Everything that unfolds in “Prophet song” is told from Eilish’s perspective and the author, Paul Lynch, uses this to build up and sustain a growing sense of trepidation. The reader learns that the police are part of a new security force created by a government intent on stifling dissent and imposing its sense of order on the population. This background gradually leaks into the storyline as Eilish goes about caring for baby Ben, Baily aged 12, Molly 14 and the oldest son, Mark, who is 17

When Larry unaccountably goes missing the alarm factor is increased and it goes on rising. Eilish cannot establish what has happened to him and he becomes one of the ‘disappeared’ as the government becomes increasingly intolerant of criticism. Words like internment, national emergency and dissidents are bandied about as civil unrest grows. There are occasional references to other countries expressing concern but as an independent country Ireland goes its own way.

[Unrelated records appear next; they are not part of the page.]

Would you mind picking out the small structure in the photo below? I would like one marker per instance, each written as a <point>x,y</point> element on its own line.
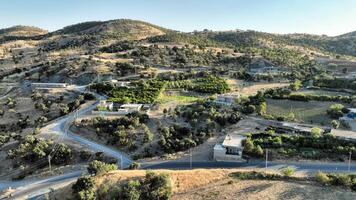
<point>225,99</point>
<point>105,105</point>
<point>349,118</point>
<point>131,107</point>
<point>230,150</point>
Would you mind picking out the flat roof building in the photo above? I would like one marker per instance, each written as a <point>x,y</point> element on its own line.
<point>231,148</point>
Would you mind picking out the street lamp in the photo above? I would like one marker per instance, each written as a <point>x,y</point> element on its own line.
<point>349,168</point>
<point>266,159</point>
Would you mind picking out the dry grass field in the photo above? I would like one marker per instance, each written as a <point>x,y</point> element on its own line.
<point>214,184</point>
<point>308,112</point>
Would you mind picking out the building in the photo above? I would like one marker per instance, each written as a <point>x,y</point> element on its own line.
<point>48,85</point>
<point>131,107</point>
<point>225,99</point>
<point>105,105</point>
<point>350,118</point>
<point>230,150</point>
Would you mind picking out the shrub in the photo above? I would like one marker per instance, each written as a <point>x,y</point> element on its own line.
<point>97,167</point>
<point>83,183</point>
<point>316,132</point>
<point>288,171</point>
<point>130,191</point>
<point>156,187</point>
<point>335,111</point>
<point>134,165</point>
<point>322,178</point>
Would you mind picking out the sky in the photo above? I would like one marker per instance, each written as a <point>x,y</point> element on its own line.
<point>330,17</point>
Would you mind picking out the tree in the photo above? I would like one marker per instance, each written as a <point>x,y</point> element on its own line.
<point>295,85</point>
<point>83,188</point>
<point>288,171</point>
<point>83,183</point>
<point>97,167</point>
<point>156,187</point>
<point>335,111</point>
<point>130,191</point>
<point>322,178</point>
<point>258,150</point>
<point>316,132</point>
<point>335,124</point>
<point>248,146</point>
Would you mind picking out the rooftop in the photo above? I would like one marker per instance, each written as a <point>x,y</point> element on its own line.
<point>233,141</point>
<point>130,105</point>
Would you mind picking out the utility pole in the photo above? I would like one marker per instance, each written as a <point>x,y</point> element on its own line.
<point>49,163</point>
<point>349,168</point>
<point>121,166</point>
<point>266,159</point>
<point>190,158</point>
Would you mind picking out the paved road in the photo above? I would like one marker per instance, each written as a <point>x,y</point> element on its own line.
<point>28,189</point>
<point>61,127</point>
<point>32,188</point>
<point>308,167</point>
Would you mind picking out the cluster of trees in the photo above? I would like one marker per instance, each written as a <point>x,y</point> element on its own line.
<point>128,131</point>
<point>203,117</point>
<point>333,82</point>
<point>97,167</point>
<point>33,149</point>
<point>140,92</point>
<point>314,146</point>
<point>152,187</point>
<point>210,84</point>
<point>284,93</point>
<point>336,111</point>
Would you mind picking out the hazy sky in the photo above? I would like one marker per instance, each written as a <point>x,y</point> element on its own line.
<point>331,17</point>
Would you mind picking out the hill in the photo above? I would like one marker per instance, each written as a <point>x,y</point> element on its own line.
<point>122,29</point>
<point>216,184</point>
<point>22,31</point>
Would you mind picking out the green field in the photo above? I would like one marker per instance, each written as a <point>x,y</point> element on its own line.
<point>308,112</point>
<point>176,97</point>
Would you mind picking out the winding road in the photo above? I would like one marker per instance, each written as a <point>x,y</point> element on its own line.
<point>29,189</point>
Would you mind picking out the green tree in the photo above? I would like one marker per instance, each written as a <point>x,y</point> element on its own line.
<point>295,85</point>
<point>335,111</point>
<point>97,167</point>
<point>322,178</point>
<point>288,171</point>
<point>131,191</point>
<point>335,123</point>
<point>316,132</point>
<point>156,187</point>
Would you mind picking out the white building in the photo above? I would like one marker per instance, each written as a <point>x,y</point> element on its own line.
<point>106,104</point>
<point>132,107</point>
<point>230,150</point>
<point>48,85</point>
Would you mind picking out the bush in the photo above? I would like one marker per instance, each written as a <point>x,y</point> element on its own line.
<point>130,191</point>
<point>322,178</point>
<point>156,187</point>
<point>288,171</point>
<point>97,167</point>
<point>335,111</point>
<point>83,183</point>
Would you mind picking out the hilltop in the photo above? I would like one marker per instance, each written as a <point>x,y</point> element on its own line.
<point>203,184</point>
<point>22,31</point>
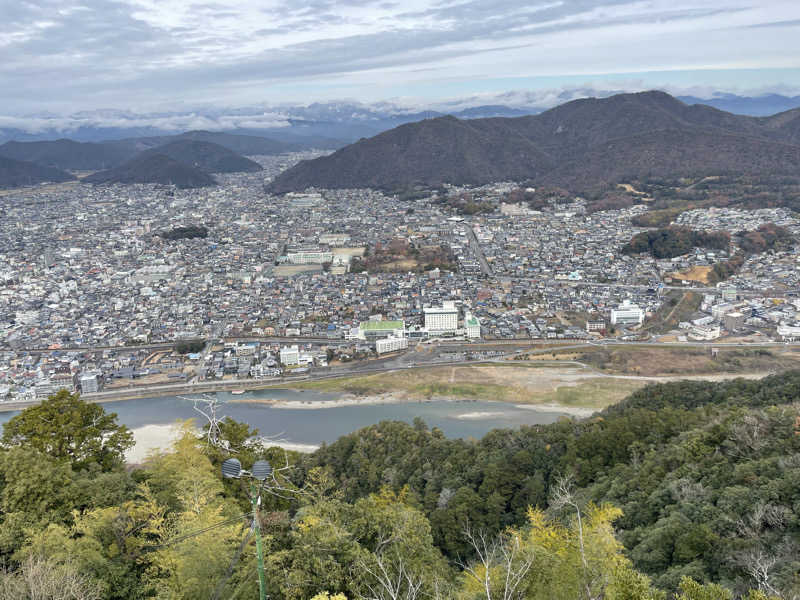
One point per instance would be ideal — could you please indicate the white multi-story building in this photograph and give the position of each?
(89, 383)
(442, 319)
(309, 257)
(290, 355)
(334, 239)
(472, 326)
(627, 314)
(789, 333)
(720, 310)
(704, 332)
(45, 388)
(391, 344)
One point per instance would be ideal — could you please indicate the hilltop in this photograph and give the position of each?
(66, 154)
(578, 145)
(154, 168)
(206, 156)
(16, 173)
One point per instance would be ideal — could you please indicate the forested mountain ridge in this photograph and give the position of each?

“Prophet song” has received a lot of praise, especially since winning the 2024 Booker Prize and the judges of that award acclaimed it “a remarkable accomplishment for a novelist to capture the social and political anxieties of our moment so compellingly”.

The anxieties are those of a liberal establishment terrified at the thought that their political and social order could collapse into civil conflict.

Watching scenes of mayhem in Gaza on screens is one thing but the idea that society could fracture and turn to mass violence in a modern European country is a nightmare.

Lynch’s novel is Eilish’s nightmare experienced in broad daylight as helicopter gunships move across the Dublin sky “like a slowly fragmented arrowhead”. When a bag of cement falls off a truck and a breeze blows its content around, the surrounding soldiers look “as though a dervish had come among them from some foreign war with its eyes closed and its arms held out”.

Lynch is good at charting societal breakdown as lived through by a mother struggling to keep her children together. The vision of a country in collapse is easily labelled dystopian but it will be all too familiar to those who become refugees and flee to Western Europe.

Lynch is well aware of this: “Why are we in the West so short on empathy for the refugees flooding towards our borders? “Prophet song” is partly an attempt at radical empathy. To understand better, we must first experience the problem for ourselves. And so I sought to deepen the dystopian by bringing to it a high degree of realism”.

 “Prophet song”, by Paul Lynch, is published by One World.